PROJECT SUMMARY
Cancer is a disease of hyperproliferation, and tumor cells increase their metabolic output to support sustained
growth, which can lead to increased oxidative stress that damages macromolecules like lipids. Multiple pre-
clinical and clinical studies have now demonstrated that dietary antioxidants or common cancer mutations that
activate antioxidant pathways can promote tumor growth and metastasis, highlighting the importance of oxidative
homeostasis in tumorigenesis. However, whether oxidative stress accumulates to a point of cell death in tumors
and the in vivo mechanisms of such oxidative stress-dependent cell death remain elusive.

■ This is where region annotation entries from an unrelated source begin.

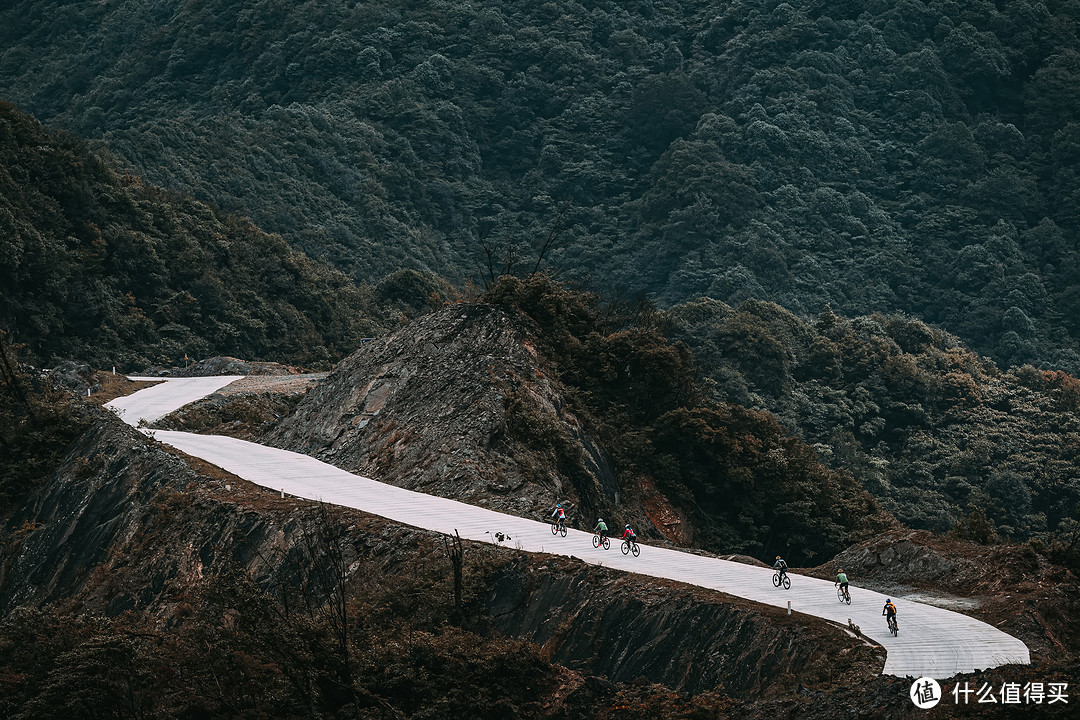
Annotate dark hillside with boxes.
[0,104,380,370]
[671,300,1080,546]
[0,0,1080,373]
[267,276,892,562]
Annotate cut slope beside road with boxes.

Accumulating evidence indicates that oxidative stress can lead to excessive lipid peroxidation of membrane-
associated fatty acids, resulting in membrane rupture and subsequently a non-apoptotic form of cell death,
termed ferroptosis. Many intracellular mechanisms have been found to regulate lipid peroxidation and ferroptosis,
and there is an emerging body of literature suggesting that cancer cells are highly susceptible to ferroptosis in
vitro. In addition, several conventional cancer therapies, such as chemotherapy and radiation, have been shown
to effectively eliminate cancer cells by promoting lipid peroxidation and inducing ferroptotic death. However,
despite the enthusiasm about ferroptosis and its therapeutic potential in cancer, there are major gaps in our
knowledge that will be addressed by this proposal:
1) Does ferroptosis occur in tumors, and is it a barrier to tumorigenesis?
2) Do common cancer mutations regulate oxidative metabolism to suppress ferroptosis?
Prior studies have been limited by lack of in vivo tractable models to study ferroptosis, but in this fellowship, we
propose a novel preclinical platform to investigate ferroptosis as a bottleneck during tumor progression that can
also be exploited therapeutically (Aim1). Building upon these in vivo models, we will also determine how specific
cancer mutations rewire metabolic programs to sustain tumor growth and whether overcoming ferroptosis is an
underlying mechanism driving disease progression (Aim2).